Gubernur Serukan Dompet Peduli TKI
BANJARMASIN – Lima tenaga kerja Indonesia (TKI) asal Kabupaten Hulu Sungai Utara (HSU) Provinsi Kalimantan Selatan yang terancam hukuman pancung di Arab Saudi atas dakwaan pembunuhan terhadap seorang warga negara Pakistan mendapat sedikit angin segar. Kabarnya, orang tua laki-laki dari korban telah memberikan permohonan maaf, namun dengan syarat adanya uang diat atau uang pengganti sebesar 5 juta real atau hampir Rp 12,5 miliar.
Demikian disampaikan Gubernur Kalsel Rudy Ariffin sesaat sebelum memimpin kegiatan coffee morning di Graha Abdi Persada, Rabu (13/7). “Sementara putusan untuk menjatuhkan hukuman pancung menunggu putra korban yang usianya tiga tahun sampai akil balig, karena sebagai ahli waris dia berhak menyatakan pendapat. Tetapi bagi hukum, ketika sidang dilaksanakan salah satu orang tua korban sudah menyatakan maaf, kita bisa memintakan tanazul atau pengampunan,” katanya.
Saat ini, pihaknya sedang mempelajari tuntutan uang diat tadi dari segi fikih. Menurutnya, dalam mahzab Hanafi dinyatakan bahwa uang diat ditetapkan paling tinggi seratus ekor unta untuk satu orang atau sekitar setengah miliar jika dirupiahkan. “ Ini para ulama yang akan mengkaji,” sambungnya.
Ditambahkannya, nasib kelima TKI HSU ini juga masuk dalam daftar TKI yang akan dibicarakan oleh Satgas TKI dengan pemerintah Arab Saudi. Ini setelah pihaknya melayangkan surat kepada presiden yang kemudian diteruskan kepada satgas. Rencananya, satgas yang diketuai Maftuh Basyuni tersebut akan bertolak ke Arab Saudi hari ini. “Apakah uang diat sebesar 5 juta real tadi bisa berkurang, kita lihat nanti,” ujarnya.

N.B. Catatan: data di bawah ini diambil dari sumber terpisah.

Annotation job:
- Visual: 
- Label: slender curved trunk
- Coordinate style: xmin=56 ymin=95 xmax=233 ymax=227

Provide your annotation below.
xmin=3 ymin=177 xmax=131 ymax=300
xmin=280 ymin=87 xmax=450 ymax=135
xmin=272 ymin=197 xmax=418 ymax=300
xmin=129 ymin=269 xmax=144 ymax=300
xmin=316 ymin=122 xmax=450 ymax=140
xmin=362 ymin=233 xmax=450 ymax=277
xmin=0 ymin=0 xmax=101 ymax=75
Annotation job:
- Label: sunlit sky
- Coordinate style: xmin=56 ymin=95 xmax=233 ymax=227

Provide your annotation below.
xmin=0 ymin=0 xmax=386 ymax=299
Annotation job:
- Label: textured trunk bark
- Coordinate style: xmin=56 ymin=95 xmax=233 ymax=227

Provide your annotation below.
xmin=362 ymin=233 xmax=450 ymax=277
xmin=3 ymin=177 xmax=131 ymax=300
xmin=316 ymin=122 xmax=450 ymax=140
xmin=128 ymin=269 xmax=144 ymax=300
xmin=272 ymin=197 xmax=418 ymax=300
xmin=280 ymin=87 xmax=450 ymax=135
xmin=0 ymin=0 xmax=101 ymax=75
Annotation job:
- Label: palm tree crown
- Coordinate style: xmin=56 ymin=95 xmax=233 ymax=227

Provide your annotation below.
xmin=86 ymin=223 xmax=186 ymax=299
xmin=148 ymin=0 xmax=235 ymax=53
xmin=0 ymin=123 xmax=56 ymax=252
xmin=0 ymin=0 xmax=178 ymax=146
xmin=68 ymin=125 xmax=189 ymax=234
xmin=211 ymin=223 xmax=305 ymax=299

Mengingat kapabilitas yang dimiliki Maftuh Basyuni sebagai mantan Menteri Agama dan Dubes Indonesia di Arab Saudi, Rudy cukup optimis akan ada kabar baik yang dibawa sepulangnya satgas ke tanah air nanti.
Disinggung dana yang disiapkan pemerintah untuk melunasi uang diat yang diminta, ia mengungkapkan bahwa baik pemerintah pusat maupun pemerintah daerah tidak bisa menanggung sepenuhnya.
“Saya tanya Pak Maftuh, beliau mengatakan pemerintah tidak bisa membiasakan untuk selalu membayar diat. Khawatir nanti siapa saja yang membunuh, pemerintah harus bayar diat,” jelasnya.
Oleh karena itu, ia pun berharap adanya partisipasi masyarakat, misalnya dengan membuka dompet peduli bagi kelima TKI. “Silakan masyarakat dulu, kekurangannya nanti pemerintah yang menutupi,” ucapnya.
Sementara itu, terkait nasib dua TKI asal Kalsel lainnya, yakni Aminah binti Budi dan Darmawan binti Tarjani yang terlibat pembunuhan sesama TKI dari banua, menurut Rudy juga berpeluang terbebas dari hukuman pancung asal mendapat pengampunan dari pemerintah Arab Saudi atau istilahnya al afwa.
“Mereka harus mendapat pengampunan dari negara, dalam hal ini raja Arab Saudi, dan tidak bisa ditebus dengan uang diat. Yang bisa dilakukan adalah pengajuan permohonan maaf dari kepala negara kepada kepala negara,” bebernya.
Meskipun pada akhirnya tak jadi dipancung, lanjutnya, namun keduanya tetap saja harus menjalani hukuman sesuai dengan perbuatannya.